Rycroft's letter is a reply to a letter Ivanic sent last week to representatives of current member-countries of the UN Security Council.
In his letter Ivanic asked that the UN Security Council should not adopt a resolution on Srebrenica proposed by Great Britain, saying that the document was not balanced and therefore could not contribute to reconciliation.
Ivanic and other Bosnian Serb officials, as well as officials in Serbia, find it particularly disputable that the Srebrenica massacre, committed by Bosnian Serb forces, should be qualified as genocide.
Rycroft reminds Ivanic in his letter that the term is used in final court rulings in a number of war crimes cases.
International courts and courts in Bosnia and Herzegovina have confirmed that the crime in Srebrenica fits the definition of genocide in the 1948 Convention on the Prevention and Punishment of the Crime of Genocide. It is not a political statement. It is a legal fact. Genocide is a crime and those who committed it are criminals and should be punished as such, Rycroft underlines in his letter.
The former British ambassador to Bosnia and Herzegovina, who is very well acquainted with the situation in the country, also says in his letter to Ivanic that stating such facts is not "anti-Serb" because they are not a judgement on the entire ethnic group but on the individuals who committed crimes.
We are not tying this crime to the Serb people and believe others should not do it either, says the diplomat.
He goes on to say that political reactions to Britain's draft resolution on Srebrenica have clearly shown that not enough has been done to make real progress towards reconciliation, either in Bosnia and Herzegovina or the region at large.
Exactly that is a source of concern for the UN Security Council as a body in charge of preserving international peace and security, Rycroft said.

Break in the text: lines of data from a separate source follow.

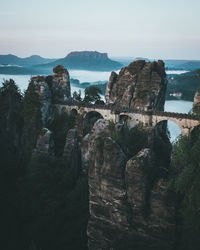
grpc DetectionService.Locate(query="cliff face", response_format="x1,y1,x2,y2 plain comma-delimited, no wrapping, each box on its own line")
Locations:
105,60,167,110
31,65,71,127
82,120,175,250
192,89,200,115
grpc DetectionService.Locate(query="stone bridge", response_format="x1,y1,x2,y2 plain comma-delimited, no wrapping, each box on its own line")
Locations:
55,104,200,135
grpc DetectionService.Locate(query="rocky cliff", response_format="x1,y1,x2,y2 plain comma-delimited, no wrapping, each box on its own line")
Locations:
31,65,71,127
192,89,200,115
82,120,175,250
105,60,167,110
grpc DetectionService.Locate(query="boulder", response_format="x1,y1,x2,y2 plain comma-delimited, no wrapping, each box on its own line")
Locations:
105,60,167,111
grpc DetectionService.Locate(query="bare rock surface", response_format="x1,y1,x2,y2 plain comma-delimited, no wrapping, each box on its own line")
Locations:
105,60,167,110
86,119,175,250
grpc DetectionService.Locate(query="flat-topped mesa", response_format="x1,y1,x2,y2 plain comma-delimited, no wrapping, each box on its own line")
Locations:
105,60,167,111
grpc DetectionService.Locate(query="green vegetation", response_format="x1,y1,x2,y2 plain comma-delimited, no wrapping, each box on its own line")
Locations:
83,85,102,103
72,90,82,102
172,127,200,250
19,155,88,250
109,122,148,158
23,82,42,161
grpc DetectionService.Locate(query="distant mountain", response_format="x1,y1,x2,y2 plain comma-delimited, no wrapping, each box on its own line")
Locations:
0,65,51,75
37,51,123,71
0,54,56,66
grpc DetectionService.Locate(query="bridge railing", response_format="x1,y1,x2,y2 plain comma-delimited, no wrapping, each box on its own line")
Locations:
56,99,200,120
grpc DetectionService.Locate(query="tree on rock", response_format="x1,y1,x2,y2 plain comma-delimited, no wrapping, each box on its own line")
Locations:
84,86,102,103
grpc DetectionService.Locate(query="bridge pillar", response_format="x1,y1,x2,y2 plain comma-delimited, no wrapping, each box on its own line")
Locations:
181,128,192,136
115,114,120,123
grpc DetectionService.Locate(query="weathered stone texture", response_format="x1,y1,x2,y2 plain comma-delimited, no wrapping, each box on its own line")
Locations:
31,65,71,127
33,128,51,155
105,60,167,110
63,129,81,179
86,120,174,250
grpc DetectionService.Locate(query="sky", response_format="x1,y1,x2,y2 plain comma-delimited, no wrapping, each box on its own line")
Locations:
0,0,200,60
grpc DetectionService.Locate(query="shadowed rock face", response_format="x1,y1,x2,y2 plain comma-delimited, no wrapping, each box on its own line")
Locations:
50,65,71,103
31,65,71,127
105,60,167,111
193,89,200,114
85,119,175,250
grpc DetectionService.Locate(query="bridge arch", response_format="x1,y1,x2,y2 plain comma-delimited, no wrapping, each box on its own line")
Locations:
83,111,104,135
154,119,182,142
70,108,78,116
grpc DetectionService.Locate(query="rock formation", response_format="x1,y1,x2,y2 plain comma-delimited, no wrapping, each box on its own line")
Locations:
82,119,175,250
63,129,81,179
41,51,122,71
33,128,51,155
105,60,167,110
31,65,71,127
192,89,200,114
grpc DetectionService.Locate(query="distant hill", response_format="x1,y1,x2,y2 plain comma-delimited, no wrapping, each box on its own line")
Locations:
0,54,55,66
37,51,123,71
164,60,200,71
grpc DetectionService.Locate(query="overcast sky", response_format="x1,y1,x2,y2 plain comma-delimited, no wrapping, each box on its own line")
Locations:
0,0,200,59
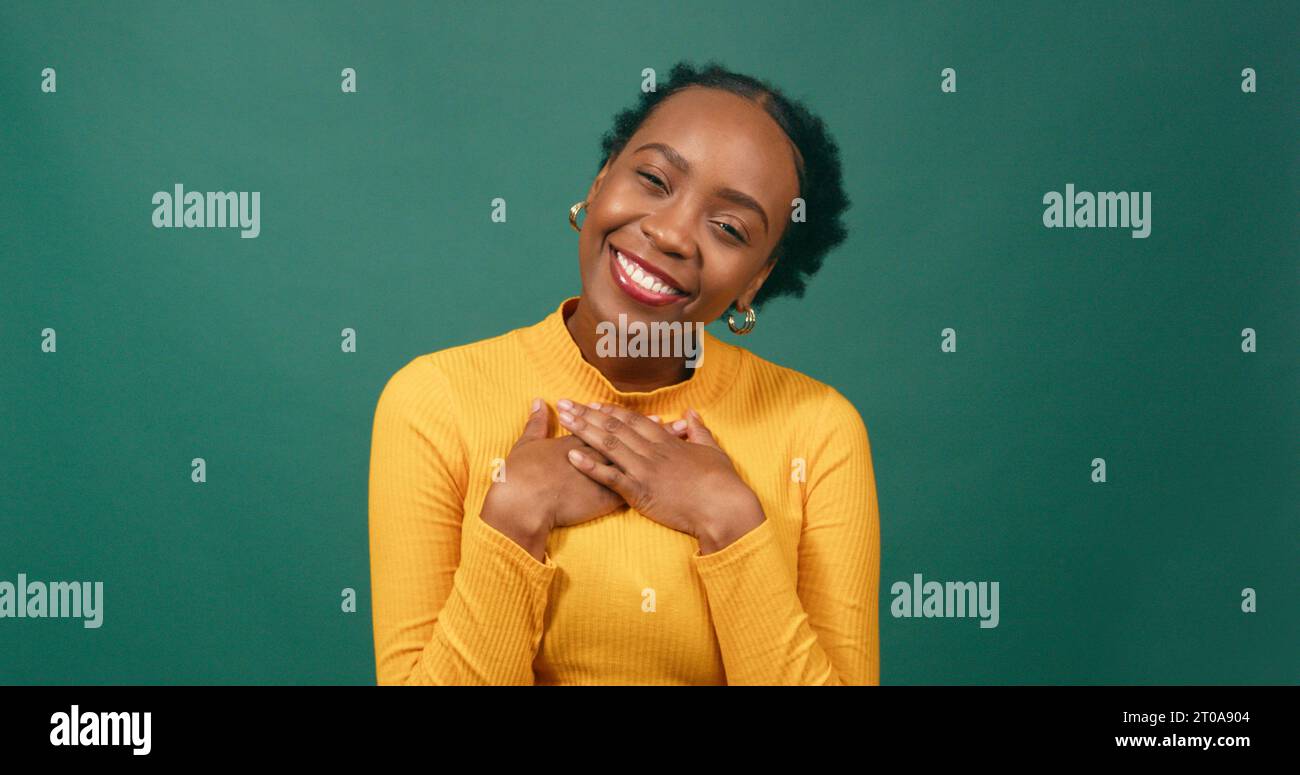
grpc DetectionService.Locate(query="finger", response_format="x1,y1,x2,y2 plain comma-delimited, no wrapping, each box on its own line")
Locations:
686,408,722,450
515,398,551,446
568,450,640,503
559,436,611,466
588,403,672,443
560,399,650,471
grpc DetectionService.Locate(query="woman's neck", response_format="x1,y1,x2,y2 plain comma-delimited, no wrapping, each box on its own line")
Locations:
564,299,694,393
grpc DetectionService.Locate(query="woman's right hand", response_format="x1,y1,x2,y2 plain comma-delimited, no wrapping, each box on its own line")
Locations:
482,402,624,562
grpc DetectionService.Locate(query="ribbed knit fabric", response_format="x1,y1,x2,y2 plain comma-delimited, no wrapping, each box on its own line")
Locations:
369,296,880,684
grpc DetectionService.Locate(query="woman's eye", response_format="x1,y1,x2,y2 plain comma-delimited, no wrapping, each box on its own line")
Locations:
637,172,664,189
719,224,745,242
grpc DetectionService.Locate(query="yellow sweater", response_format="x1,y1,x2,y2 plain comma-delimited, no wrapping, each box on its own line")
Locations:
369,296,880,684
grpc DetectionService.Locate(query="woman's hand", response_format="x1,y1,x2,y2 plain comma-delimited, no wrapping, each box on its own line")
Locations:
558,399,764,554
482,402,624,559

In the last few days we have heard not only public denials of the applicability of the term 'genocide' but of the number of the victims as well. Such political rhetoric is distasteful, destabilising and deeply insulting to the victims, Rycroft says in what is also a comment on criticisms of the resolution coming from Serbia and Bosnian Serb politicians such as Milorad Dodik, who keep trying to minimise the scope of the Srebrenica crimes, challenging proven facts about the murder of more than 8,000 Bosniak men and boys.
The central commemoration of the 20th anniversary of the Srebrenica genocide will be held on July 11, when the remains of 136 victims found after the 1992-95 war in mass graves, would be buried. The youngest victims to be buried next week are eight boys who were only 16 when they were killed.
After that burial, the memorial centre of Potocari in Srebrenica will contain the remains of 440 minors.
A total of 6,241 victims of the Srebrenica genocide have been buried at Potocari so far, and another 230 have been buried at other cemeteries in line with their families' wishes.
A large number of high officials are expected to attend the July 11 commemoration, including Croatia's President Kolinda Grabar-Kitarovic and Foreign Minister Vesna Pusic.
Judging by recent developments, Ivanic, who chairs Bosnia's collective state Presidency, will not travel to Potocari, and he has justified his decision with the British resolution and the ensuing reactions.
"If the resolution had not been proposed and if the things that have happened lately had not happened, I would have visited Srebrenica," Ivanic told the Dnevni Avaz daily of Saturday.
He said that he personally felt deep respect for the victims "because only an insane person would not do it", but added that the aspect of paying tribute to the victims had been lost due to "politicising".
Serbian President Tomislav Nikolic, too, has refused to go to Srebrenica, but Prime Minister Aleksandar Vucic has left open the possibility of travelling to Srebrenica, saying that he will make a final decision after a vote at the UN Security Council on the draft resolution, set for July 7.